= Madagascar Plan =

Plan of Nazi Germany to relocate Jews of Europe to Madagascar

Madagascar lies off the east coast of Africa.

The Madagascar Plan (Madagaskarplan) was a plan proposed by the Nazi German government to forcibly relocate the Jewish population of Europe to the island of Madagascar. Franz Rademacher, head of the Jewish Department of the German Foreign Office, proposed the idea in June 1940, shortly before the Fall of France. The proposal called for the handing over of control of Madagascar, then a French colony, to Germany as part of the eventual peace terms.
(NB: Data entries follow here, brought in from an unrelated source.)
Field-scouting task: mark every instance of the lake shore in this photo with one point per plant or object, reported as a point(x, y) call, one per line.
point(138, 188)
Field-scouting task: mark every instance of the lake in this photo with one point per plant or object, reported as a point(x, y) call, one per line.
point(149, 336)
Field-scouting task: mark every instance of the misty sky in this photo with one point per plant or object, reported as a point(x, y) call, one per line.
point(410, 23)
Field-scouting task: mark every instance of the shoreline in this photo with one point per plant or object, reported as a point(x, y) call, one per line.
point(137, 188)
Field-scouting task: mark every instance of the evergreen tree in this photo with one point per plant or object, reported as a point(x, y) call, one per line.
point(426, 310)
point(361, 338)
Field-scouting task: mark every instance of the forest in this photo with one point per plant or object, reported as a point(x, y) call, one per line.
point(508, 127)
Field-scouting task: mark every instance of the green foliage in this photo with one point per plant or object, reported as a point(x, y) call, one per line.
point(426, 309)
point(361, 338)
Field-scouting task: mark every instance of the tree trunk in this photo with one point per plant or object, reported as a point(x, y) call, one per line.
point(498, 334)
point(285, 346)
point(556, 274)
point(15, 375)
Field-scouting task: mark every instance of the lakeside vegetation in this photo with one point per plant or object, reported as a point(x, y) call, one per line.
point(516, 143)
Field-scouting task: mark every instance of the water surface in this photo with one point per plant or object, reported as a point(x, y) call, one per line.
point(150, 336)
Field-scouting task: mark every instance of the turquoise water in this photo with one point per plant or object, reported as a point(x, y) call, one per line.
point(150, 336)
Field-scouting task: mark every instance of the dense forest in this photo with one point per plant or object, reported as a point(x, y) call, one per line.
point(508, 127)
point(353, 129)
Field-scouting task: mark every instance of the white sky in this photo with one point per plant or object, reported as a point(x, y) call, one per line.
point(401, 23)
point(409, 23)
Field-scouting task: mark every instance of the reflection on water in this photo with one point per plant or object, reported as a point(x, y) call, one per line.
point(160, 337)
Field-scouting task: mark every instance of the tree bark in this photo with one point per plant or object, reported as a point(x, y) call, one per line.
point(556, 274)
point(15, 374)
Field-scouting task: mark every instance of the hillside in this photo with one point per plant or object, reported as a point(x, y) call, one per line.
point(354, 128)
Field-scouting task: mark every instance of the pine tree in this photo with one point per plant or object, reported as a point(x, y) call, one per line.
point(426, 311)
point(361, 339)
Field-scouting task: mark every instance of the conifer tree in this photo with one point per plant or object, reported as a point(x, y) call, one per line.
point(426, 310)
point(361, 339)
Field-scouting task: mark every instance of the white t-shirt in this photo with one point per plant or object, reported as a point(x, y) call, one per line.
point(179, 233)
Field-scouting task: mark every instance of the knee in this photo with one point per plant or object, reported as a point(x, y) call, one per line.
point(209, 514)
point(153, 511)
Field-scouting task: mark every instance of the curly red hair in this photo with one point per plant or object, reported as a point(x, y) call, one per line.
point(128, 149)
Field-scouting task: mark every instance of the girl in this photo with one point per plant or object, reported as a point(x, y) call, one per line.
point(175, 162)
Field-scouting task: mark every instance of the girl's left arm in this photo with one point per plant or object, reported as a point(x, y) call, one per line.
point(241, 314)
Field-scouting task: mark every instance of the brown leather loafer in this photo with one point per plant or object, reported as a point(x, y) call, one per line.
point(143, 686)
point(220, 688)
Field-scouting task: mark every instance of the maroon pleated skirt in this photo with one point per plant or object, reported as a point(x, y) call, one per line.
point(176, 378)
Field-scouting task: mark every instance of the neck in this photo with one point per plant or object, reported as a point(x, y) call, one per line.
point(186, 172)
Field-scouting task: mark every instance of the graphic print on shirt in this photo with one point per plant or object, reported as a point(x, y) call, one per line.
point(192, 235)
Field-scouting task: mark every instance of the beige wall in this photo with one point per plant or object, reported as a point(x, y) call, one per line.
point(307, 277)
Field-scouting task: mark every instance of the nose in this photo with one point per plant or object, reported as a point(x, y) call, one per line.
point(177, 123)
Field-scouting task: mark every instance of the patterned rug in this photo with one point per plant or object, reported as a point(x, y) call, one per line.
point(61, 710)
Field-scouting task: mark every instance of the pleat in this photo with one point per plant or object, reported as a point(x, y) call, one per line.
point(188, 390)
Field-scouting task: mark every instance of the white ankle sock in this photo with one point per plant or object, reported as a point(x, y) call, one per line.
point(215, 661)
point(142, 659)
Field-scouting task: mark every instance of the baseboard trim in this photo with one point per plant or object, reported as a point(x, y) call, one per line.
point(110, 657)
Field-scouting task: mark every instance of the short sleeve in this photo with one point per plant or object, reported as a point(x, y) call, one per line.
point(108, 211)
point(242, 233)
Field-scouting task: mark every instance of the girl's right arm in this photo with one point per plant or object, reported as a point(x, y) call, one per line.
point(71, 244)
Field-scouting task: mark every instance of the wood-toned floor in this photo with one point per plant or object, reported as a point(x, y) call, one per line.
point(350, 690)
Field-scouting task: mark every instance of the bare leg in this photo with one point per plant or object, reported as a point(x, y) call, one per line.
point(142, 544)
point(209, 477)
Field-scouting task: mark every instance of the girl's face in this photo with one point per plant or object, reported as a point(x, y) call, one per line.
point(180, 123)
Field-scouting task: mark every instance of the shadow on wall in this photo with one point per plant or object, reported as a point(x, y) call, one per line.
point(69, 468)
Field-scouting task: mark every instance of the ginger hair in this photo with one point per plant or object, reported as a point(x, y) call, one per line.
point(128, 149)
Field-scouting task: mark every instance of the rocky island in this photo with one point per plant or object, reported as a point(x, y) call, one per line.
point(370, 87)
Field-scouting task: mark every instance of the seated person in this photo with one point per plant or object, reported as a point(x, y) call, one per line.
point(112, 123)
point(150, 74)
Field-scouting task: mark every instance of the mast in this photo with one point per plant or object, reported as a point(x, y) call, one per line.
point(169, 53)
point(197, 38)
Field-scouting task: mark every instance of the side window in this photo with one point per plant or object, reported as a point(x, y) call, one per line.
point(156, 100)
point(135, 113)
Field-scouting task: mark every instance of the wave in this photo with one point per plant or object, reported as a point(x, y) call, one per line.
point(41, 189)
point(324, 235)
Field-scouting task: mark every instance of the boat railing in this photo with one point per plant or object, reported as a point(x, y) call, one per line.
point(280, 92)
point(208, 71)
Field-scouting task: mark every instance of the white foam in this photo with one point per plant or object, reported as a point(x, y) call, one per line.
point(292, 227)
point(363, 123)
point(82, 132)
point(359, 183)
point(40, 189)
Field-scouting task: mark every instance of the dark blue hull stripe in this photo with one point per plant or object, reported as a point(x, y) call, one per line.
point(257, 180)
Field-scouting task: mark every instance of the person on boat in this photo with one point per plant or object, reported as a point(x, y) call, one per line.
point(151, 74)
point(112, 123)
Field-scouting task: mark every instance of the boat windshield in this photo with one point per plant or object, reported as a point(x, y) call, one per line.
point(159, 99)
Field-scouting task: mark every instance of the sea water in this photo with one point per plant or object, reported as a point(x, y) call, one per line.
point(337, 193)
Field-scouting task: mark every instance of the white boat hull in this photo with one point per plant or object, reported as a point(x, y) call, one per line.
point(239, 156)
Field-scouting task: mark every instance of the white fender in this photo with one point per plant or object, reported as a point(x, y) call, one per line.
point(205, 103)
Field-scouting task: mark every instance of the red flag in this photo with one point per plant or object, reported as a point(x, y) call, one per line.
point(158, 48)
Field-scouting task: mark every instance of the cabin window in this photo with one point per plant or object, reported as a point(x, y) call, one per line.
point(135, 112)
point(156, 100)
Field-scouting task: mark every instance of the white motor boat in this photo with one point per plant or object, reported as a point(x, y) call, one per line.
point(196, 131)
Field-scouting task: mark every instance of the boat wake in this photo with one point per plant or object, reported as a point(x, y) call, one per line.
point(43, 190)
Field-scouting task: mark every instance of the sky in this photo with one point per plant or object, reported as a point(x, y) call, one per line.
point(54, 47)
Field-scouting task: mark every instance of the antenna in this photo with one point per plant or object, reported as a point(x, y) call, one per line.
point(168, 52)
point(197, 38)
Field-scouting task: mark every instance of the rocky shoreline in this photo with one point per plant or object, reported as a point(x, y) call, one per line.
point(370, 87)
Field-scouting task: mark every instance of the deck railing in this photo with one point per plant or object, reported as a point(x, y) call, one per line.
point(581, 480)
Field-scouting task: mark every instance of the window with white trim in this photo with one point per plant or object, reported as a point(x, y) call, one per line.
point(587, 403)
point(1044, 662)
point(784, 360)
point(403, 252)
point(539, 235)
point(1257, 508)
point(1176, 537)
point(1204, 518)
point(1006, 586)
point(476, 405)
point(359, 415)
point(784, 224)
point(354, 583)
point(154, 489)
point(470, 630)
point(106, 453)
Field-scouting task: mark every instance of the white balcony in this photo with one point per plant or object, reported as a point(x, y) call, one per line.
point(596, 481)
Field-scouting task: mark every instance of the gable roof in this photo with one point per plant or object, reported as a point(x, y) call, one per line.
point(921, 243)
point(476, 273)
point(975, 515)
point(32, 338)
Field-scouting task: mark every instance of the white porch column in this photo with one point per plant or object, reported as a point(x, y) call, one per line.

The idea of re-settling Polish Jews to Madagascar was investigated by the French Third Republic and the Second Polish Republic in 1937, but the task force sent to evaluate the island's potential determined that only 5,000 to 7,000 families could be accommodated, or even as few as 500 families by some estimates. As the efforts by the Nazis to encourage the emigration of the Jewish population of Germany before World War II were only partially successful, the idea of deporting Jews to Madagascar was revived by the Nazi government in 1940.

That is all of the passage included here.